Peter LeBlanc scored 11:25 into the opening period, and that stood as the game-winner. Never a good thing. But that’s a consequence of Lowell being entirely uncomposed in attack for the first 40 minutes. No flow, no sense of purpose, everyone trying to dump off the shot to someone else. Foster was giving up rebounds and there were lots of loose pucks available for tap-ins, but most of the River Hawks were standing around and just looking at them. Through two periods, Lowell had just 14 shots on net, and 15 in the third. Had the Lowell team that played the third period played even two-thirds of the game, incredible performance for Foster or not, the game would’ve been over, and with a better result, long before Mike Sislo‘s empty netter. Frankly, you can count the number of forwards that showed up for Lowell on one hand (Kory Falite, Ben Holmstrom, Scott Campbell, David Vallorani and Nick Monroe). Everyone else seemed disinterested in attempting to take the game by the scruff of the neck at best, and disinterested in ever seeing the ice again at worst.

The two injury substitutes, Chris Auger and Jonathan Maniff, were both poor replacements for Mark Roebothan and Matt Ferreira/Jason DeLuca. Auger may have rung one off the post and been not-ineffective (note: this is not to say he was effective), but Maniff may have played himself out of any ice time he had coming to him for the rest of the season. Apart from being a one-dimensional sniper that didn’t get a shot on net, his play in his own end was abysmal and resulted in both a lazy hooking penalty and perhaps the stupidest roughing penalty in the history of hockey. For no reason at all, he just punched a UNH player in the face. It was a play as bewildering as it was misguided. Completely foolish. That their line, which was filled out by Sammy D’Agostino, was benched for the third period was a shock, only because it didn’t happen a period earlier. But with both Roebothan and DeLuca still sporting slings and Ferreira still questionable for tonight’s game at UNH, this might be a problem with which Lowell has to live for a while longer. The baffling thing, to us anyway, was why two effort-deficient defensive liabilities were on the same line at all when they could have been grouped with other forwards who would make the holes in their game seem not quite so gaping.

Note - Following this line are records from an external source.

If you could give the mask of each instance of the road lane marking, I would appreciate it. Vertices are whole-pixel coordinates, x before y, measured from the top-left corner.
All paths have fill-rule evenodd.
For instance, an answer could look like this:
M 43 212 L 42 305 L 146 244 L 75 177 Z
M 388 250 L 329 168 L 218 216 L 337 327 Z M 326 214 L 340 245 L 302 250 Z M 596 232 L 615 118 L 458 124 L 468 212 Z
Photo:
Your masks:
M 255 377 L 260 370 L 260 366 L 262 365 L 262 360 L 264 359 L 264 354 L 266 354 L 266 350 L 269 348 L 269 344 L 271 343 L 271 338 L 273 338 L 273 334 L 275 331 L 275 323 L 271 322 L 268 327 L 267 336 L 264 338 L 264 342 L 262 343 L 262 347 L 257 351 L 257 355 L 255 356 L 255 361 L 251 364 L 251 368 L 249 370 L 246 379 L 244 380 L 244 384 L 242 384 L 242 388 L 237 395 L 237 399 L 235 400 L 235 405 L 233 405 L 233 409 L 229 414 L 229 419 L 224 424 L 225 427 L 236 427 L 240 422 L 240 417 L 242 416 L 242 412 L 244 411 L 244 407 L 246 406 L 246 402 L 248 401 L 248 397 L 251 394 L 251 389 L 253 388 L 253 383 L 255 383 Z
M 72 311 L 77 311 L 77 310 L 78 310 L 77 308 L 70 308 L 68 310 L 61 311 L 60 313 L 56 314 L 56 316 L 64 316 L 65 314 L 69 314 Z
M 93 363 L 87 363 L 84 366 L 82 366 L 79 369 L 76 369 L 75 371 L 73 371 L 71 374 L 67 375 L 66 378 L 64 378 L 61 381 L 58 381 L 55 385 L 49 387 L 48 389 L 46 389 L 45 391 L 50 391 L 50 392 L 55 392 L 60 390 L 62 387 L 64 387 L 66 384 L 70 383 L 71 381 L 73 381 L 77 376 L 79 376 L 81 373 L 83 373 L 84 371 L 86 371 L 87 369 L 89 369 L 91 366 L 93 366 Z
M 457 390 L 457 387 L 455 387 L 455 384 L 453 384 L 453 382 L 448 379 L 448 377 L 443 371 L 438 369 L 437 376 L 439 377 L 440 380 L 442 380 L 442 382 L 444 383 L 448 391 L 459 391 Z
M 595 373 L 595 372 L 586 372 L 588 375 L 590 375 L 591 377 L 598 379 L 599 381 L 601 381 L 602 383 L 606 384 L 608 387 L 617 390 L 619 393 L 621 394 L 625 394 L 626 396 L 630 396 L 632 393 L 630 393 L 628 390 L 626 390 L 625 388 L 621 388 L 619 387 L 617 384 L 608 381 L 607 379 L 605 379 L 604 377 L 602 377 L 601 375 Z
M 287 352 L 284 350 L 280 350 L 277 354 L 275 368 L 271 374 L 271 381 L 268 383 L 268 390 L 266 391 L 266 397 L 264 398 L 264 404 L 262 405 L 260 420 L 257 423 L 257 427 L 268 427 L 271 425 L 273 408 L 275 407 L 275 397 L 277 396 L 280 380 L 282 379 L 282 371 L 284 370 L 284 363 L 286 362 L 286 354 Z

It’s also worth noting, by the way, that while student attendance is up dramatically this year, the student section still has a long, long way to go. It was dead silent for the majority of the game, and while you can say Lowell didn’t give them a ton to cheer about, it’s their job to help energize the crowd and the players. Why do you think UNH or BU or Northeastern or Maine are such fun places to play? It has a lot to do with the quality of the crowd, and all that is paced by an energetic student section. Lowell’s might be bigger, but it’s still just as pathetic with its “We only cheer for goals” attitude as it’s always been.

At the end of the day, though, Foster won UNH two points almost singlehandedly, and Lowell went 0-fer on five mediocre power plays, which didn’t help matters. Cosmically, this might just be a bit of puck luck balancing out for UNH, which has played well below the standard of which they are capable for the last, say, month or so. We still like Lowell’s chances at the Whitt, though, especially with some of the line juggling that is sure to come. (Falite to the remainder of the CPR line, please!)